The pounding bass of Eminem’s “Rap God” filled the space, his voice raw and angry, the thumping beat pumping up the flow of her adrenaline. All thoughts of wrecked dates, doomed romances, and meals cooked but uneaten were gone, burned away in the fierce concentration of the fight. Her body was on fire, her focus total, her eyes locked not on her opponent’s face, but his upper chest, whose muscles signaled the movement his arms were about to make.

The gym was large and well equipped, reserved for residents of her apartment block. Rows of television screens hung suspended from the ceiling. A giant air conditioner rattled and hummed. Much of the space was taken up with lines of running, rowing, and cycling machines. There was a rack of weights in one corner, exercise balls in another, and a couple of benches. The floor of one corner was covered with blue exercise mats, now slippery with their sweat.

She came back with a right hook, twisting her body around for extra power. His right arm flew up, blocked her arm just above her wrist. She winced from the impact. In the second that Yael was exposed, he jumped forward, bear-hugged her under her arms, and lifted her up.

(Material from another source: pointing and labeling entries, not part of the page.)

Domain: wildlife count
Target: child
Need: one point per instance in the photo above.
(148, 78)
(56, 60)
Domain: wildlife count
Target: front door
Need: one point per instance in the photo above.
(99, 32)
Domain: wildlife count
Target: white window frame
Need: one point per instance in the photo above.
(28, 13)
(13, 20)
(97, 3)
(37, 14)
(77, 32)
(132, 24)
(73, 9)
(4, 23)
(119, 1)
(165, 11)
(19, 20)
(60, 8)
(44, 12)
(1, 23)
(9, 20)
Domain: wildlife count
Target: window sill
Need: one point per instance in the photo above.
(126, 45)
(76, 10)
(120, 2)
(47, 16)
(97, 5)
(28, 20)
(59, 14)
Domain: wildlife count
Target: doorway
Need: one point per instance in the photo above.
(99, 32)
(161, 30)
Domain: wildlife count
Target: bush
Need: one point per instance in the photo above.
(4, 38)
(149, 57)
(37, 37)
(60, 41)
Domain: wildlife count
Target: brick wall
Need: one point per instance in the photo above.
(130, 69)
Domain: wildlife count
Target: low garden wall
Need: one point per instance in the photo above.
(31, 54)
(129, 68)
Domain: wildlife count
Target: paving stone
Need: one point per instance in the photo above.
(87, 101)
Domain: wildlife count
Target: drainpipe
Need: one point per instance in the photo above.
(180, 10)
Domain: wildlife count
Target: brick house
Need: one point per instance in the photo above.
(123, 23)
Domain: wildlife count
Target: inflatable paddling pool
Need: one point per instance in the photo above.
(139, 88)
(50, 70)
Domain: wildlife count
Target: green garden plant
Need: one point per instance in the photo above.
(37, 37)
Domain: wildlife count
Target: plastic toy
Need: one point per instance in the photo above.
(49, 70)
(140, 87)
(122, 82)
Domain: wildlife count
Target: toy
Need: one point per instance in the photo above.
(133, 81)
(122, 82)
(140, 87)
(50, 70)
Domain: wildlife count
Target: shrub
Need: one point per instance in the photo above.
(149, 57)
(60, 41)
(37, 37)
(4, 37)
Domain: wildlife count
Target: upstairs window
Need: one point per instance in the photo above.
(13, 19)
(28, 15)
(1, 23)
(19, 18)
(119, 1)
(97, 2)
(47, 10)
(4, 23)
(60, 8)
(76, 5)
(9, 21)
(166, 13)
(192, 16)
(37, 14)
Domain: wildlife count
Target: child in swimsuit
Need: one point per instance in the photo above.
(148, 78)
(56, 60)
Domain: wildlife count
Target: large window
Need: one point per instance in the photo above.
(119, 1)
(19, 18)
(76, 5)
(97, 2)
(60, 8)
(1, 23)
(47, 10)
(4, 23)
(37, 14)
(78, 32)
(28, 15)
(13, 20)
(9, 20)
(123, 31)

Yael had practiced Krav Maga—Hebrew for
contact combat
—for more than twenty years. Invented in the 1930s by Imre Lichtenfeld, a Hungarian Jewish boxer, as a means for Jews to defend themselves against Fascist attacks, Krav Maga was soon adopted by the Israeli army and numerous other military and law enforcement agencies. It is fast, effective, and dirty—at least compared to the formalities and etiquette of karate and kung fu. Most techniques consist of three or four moves: block, counterattack, disable the attacker, and leave the danger zone—all as quickly as possible. But the essence of Krav Maga, born out of the Holocaust, could be summed up in one word:
fight
. Yael practiced every day for at least half an hour, followed by half an hour of yoga. Yoga kept her flexible, calm, and centered. Krav Maga kept her alive.

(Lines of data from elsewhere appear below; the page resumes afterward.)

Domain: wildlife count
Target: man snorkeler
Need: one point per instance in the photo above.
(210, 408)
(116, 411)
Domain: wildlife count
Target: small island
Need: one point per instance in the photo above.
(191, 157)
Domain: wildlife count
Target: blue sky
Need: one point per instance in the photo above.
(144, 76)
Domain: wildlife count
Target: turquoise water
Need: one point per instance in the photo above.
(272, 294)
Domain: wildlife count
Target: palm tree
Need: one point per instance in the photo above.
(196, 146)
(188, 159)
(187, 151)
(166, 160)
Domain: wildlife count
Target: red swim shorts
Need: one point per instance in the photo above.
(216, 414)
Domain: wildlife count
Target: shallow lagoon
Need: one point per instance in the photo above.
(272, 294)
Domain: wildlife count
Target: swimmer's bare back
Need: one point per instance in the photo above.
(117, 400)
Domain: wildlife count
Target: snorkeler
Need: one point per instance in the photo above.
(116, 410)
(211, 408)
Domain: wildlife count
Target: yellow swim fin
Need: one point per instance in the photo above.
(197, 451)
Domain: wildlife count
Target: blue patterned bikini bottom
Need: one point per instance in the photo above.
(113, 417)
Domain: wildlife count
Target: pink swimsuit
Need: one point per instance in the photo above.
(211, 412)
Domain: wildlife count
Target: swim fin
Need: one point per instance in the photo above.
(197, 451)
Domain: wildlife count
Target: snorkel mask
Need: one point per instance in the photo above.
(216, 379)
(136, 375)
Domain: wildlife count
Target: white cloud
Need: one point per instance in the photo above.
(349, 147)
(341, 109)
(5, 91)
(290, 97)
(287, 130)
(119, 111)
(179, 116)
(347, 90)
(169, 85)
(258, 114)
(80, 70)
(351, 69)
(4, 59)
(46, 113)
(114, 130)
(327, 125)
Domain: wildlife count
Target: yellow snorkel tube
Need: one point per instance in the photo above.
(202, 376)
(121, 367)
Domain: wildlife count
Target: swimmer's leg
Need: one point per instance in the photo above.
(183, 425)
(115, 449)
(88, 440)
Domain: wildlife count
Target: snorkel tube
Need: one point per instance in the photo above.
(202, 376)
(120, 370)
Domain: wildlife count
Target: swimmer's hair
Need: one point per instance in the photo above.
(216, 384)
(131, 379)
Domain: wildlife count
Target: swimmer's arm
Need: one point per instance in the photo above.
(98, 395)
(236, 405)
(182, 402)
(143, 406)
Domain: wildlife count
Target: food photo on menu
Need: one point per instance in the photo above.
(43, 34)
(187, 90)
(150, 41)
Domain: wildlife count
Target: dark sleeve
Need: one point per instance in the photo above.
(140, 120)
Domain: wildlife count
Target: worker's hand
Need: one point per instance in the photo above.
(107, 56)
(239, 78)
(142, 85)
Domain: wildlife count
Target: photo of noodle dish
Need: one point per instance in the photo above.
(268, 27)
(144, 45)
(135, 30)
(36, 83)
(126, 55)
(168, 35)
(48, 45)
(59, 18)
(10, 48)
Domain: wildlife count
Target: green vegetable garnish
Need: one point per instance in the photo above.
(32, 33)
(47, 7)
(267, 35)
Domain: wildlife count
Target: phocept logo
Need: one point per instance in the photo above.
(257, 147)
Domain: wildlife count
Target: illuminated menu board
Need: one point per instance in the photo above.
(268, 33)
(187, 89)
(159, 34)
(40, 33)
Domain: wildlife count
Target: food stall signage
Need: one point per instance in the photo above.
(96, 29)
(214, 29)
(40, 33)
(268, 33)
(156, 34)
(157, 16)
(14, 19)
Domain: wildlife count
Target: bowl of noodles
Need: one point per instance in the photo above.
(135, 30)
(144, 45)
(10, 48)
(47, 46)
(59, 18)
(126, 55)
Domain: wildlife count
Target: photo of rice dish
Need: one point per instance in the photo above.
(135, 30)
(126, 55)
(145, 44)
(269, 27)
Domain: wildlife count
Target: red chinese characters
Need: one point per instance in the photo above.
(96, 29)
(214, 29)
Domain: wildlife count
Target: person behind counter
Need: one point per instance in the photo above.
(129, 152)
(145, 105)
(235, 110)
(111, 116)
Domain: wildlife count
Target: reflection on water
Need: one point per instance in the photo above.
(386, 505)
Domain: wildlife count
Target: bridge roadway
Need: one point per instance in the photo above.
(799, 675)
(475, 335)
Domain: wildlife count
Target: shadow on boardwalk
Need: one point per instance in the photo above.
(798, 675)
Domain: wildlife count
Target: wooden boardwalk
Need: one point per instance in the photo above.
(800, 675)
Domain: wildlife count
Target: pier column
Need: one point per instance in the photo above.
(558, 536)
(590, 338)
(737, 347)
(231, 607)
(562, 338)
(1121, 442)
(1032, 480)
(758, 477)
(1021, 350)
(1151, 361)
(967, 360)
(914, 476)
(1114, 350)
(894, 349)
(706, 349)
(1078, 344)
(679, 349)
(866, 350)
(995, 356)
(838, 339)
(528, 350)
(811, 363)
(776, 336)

Yael leaned back and drove her thumbs forward, straight at his eyes. There was no defense against this move. The body instantly dropped back, the reflex to save eyesight hardwired into the human brain.

He let her go.

Eminem faded away as the track ended.

They stepped apart and bumped fists, panting as the sweat poured off them.

“Feel better now?” asked Joe-Don Pabst as he handed Yael a pint bottle of Poland Spring mineral water and a towel.

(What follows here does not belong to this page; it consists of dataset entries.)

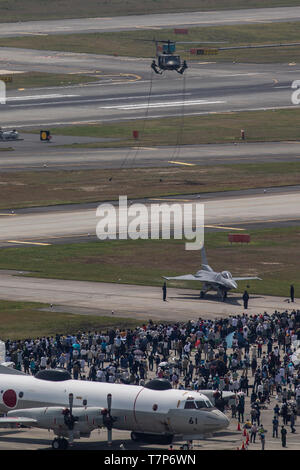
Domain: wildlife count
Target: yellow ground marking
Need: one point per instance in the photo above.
(224, 228)
(182, 163)
(27, 243)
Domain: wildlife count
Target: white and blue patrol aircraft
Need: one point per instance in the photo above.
(74, 408)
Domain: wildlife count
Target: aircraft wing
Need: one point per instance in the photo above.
(185, 277)
(15, 420)
(246, 278)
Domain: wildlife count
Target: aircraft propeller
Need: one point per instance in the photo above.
(108, 419)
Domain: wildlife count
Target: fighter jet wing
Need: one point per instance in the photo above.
(203, 276)
(246, 278)
(16, 420)
(185, 277)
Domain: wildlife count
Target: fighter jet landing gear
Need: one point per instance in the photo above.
(60, 443)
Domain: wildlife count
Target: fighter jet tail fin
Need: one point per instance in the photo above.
(205, 265)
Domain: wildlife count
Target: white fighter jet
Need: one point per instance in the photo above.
(221, 282)
(74, 408)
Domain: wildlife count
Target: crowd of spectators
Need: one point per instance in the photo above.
(223, 355)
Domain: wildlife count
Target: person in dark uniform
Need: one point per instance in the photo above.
(245, 299)
(164, 289)
(283, 436)
(292, 293)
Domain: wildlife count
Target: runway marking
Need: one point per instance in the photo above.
(27, 243)
(173, 200)
(182, 163)
(82, 101)
(162, 105)
(38, 97)
(224, 228)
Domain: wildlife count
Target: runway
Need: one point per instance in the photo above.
(32, 155)
(52, 225)
(140, 302)
(128, 90)
(102, 24)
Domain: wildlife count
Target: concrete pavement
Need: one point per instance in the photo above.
(140, 302)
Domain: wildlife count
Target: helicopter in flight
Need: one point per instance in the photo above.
(168, 60)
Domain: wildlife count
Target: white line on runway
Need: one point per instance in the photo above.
(162, 104)
(81, 101)
(38, 97)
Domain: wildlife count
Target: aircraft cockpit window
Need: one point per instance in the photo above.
(226, 275)
(189, 405)
(203, 404)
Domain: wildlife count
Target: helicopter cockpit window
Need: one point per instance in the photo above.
(226, 275)
(169, 60)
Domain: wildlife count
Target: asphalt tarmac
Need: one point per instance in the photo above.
(101, 24)
(232, 213)
(128, 90)
(30, 154)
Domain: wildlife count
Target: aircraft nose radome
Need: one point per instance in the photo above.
(223, 420)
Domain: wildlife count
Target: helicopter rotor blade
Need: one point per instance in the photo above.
(259, 46)
(109, 400)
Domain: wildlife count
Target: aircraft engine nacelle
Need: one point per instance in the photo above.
(52, 417)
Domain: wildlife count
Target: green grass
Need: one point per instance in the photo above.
(25, 10)
(29, 189)
(273, 255)
(129, 43)
(21, 320)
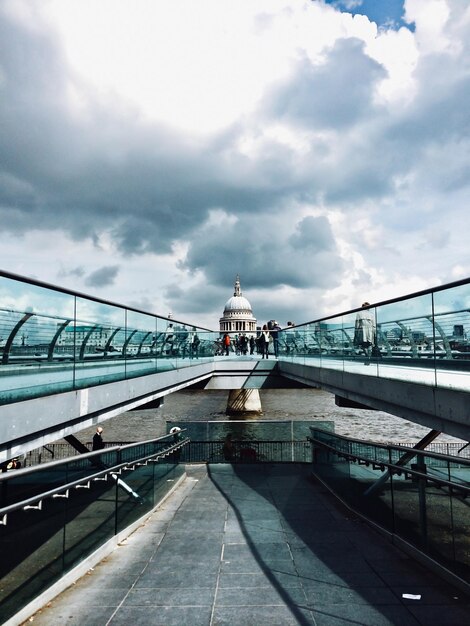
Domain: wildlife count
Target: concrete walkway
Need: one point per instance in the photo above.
(255, 545)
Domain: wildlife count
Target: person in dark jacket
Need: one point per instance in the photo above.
(98, 443)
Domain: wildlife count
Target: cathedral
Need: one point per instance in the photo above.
(238, 316)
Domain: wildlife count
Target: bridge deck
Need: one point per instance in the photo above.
(241, 545)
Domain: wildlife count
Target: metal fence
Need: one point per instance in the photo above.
(212, 452)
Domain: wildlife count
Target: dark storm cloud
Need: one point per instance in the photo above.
(103, 277)
(258, 249)
(335, 94)
(143, 184)
(106, 170)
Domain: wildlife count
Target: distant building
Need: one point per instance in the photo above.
(238, 315)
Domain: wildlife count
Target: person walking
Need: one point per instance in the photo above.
(364, 329)
(264, 342)
(275, 330)
(98, 443)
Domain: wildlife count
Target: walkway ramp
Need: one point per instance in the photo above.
(255, 545)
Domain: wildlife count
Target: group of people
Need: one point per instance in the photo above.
(241, 344)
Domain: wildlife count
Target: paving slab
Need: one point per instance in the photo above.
(251, 545)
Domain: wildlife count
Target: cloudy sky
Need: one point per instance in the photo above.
(150, 150)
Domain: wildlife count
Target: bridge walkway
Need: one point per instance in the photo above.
(238, 545)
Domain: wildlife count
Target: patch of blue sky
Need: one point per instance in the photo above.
(385, 13)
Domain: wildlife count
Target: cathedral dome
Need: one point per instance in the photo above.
(238, 315)
(237, 303)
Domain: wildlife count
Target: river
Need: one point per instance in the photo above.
(280, 404)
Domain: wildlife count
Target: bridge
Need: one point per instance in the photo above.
(69, 361)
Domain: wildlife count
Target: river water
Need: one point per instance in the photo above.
(278, 405)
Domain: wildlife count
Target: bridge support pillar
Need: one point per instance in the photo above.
(243, 401)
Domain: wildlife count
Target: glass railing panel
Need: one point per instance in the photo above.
(89, 519)
(134, 495)
(139, 348)
(166, 473)
(405, 337)
(31, 319)
(406, 508)
(461, 532)
(99, 336)
(438, 523)
(31, 556)
(293, 339)
(452, 336)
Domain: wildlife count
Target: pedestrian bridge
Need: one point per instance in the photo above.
(69, 361)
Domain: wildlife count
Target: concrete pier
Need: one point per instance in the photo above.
(243, 401)
(240, 545)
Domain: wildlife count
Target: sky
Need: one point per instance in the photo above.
(151, 150)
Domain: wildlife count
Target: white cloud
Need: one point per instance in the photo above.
(162, 147)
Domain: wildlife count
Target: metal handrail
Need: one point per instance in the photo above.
(395, 469)
(115, 469)
(398, 447)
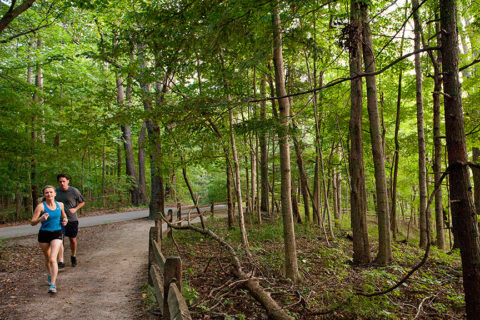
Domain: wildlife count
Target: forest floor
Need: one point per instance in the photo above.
(330, 282)
(109, 281)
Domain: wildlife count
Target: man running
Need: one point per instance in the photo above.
(73, 201)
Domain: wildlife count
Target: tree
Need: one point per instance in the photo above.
(384, 255)
(358, 195)
(291, 264)
(463, 212)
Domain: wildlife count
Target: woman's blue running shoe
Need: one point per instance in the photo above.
(52, 289)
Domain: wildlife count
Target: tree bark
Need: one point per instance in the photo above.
(463, 211)
(302, 175)
(358, 194)
(396, 154)
(12, 12)
(384, 255)
(141, 165)
(238, 187)
(130, 169)
(157, 198)
(263, 151)
(422, 165)
(437, 141)
(291, 264)
(476, 179)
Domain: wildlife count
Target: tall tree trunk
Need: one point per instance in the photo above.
(38, 101)
(157, 198)
(263, 151)
(141, 165)
(358, 194)
(238, 187)
(291, 264)
(396, 154)
(384, 255)
(275, 116)
(437, 141)
(302, 174)
(130, 169)
(339, 185)
(463, 212)
(476, 179)
(422, 163)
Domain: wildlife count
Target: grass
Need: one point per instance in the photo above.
(330, 281)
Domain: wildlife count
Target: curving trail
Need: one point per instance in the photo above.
(106, 283)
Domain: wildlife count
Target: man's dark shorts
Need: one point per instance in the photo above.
(47, 236)
(71, 229)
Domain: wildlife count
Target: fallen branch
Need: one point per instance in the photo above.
(274, 311)
(427, 249)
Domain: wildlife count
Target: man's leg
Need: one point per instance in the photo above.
(61, 264)
(73, 248)
(54, 247)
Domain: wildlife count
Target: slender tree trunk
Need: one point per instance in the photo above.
(38, 101)
(463, 211)
(339, 185)
(358, 194)
(422, 165)
(296, 211)
(157, 197)
(291, 264)
(104, 171)
(437, 141)
(476, 179)
(384, 255)
(141, 165)
(130, 169)
(263, 151)
(230, 205)
(238, 187)
(394, 179)
(302, 175)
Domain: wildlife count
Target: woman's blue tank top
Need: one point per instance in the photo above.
(53, 221)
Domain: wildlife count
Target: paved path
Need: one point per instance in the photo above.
(25, 230)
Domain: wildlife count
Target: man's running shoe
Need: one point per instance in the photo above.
(52, 289)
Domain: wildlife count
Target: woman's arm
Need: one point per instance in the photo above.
(36, 215)
(63, 218)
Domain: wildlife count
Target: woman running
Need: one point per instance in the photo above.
(52, 216)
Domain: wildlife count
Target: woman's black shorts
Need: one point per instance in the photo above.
(47, 236)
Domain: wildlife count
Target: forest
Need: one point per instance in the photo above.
(351, 119)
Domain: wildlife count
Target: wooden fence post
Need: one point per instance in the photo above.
(151, 237)
(172, 272)
(179, 211)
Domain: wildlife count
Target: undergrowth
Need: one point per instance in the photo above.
(330, 285)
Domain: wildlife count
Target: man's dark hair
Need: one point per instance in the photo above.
(63, 175)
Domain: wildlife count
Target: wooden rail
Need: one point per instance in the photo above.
(165, 275)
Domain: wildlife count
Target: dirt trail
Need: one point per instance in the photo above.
(105, 284)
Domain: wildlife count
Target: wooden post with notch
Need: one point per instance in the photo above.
(171, 273)
(151, 237)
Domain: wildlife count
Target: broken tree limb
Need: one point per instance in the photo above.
(274, 310)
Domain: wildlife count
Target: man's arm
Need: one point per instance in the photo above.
(78, 207)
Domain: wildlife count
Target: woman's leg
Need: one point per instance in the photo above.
(46, 252)
(54, 247)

She wiped her face with the towel and quickly emptied the bottle. Her heart was racing; her muscles ached; her arms, wrists, and palms were red with the impact of smacking away Joe-Don’s punches.

She looked at the clock on the wall—it was nine o’clock in the morning. Her half-hour private session was over. Someone was already knocking at the door.

Yael smiled. “Yes. Much.”

“You did what?” asked Joe-Don forty-five minutes later, his voice disbelieving, his fork suspended in midair over a plate of eggs and bacon.

Yael briskly explained, for the second time, the fate of most of the dinner she had cooked for her and Sami.

“When did you go?”

“This morning, around dawn. I couldn’t sleep. I also gave some of the food to a homeless guy but I still feel kind of guilty. It was a terrible waste,” said Yael.

The waitress appeared and placed three plates in front of Yael. The first held a large tortilla, still steaming from the pan, the second was filled with brown lima beans, and the third held a tomato and onion salad.

Joe-Don looked at the food. “Are you going to eat all of that?”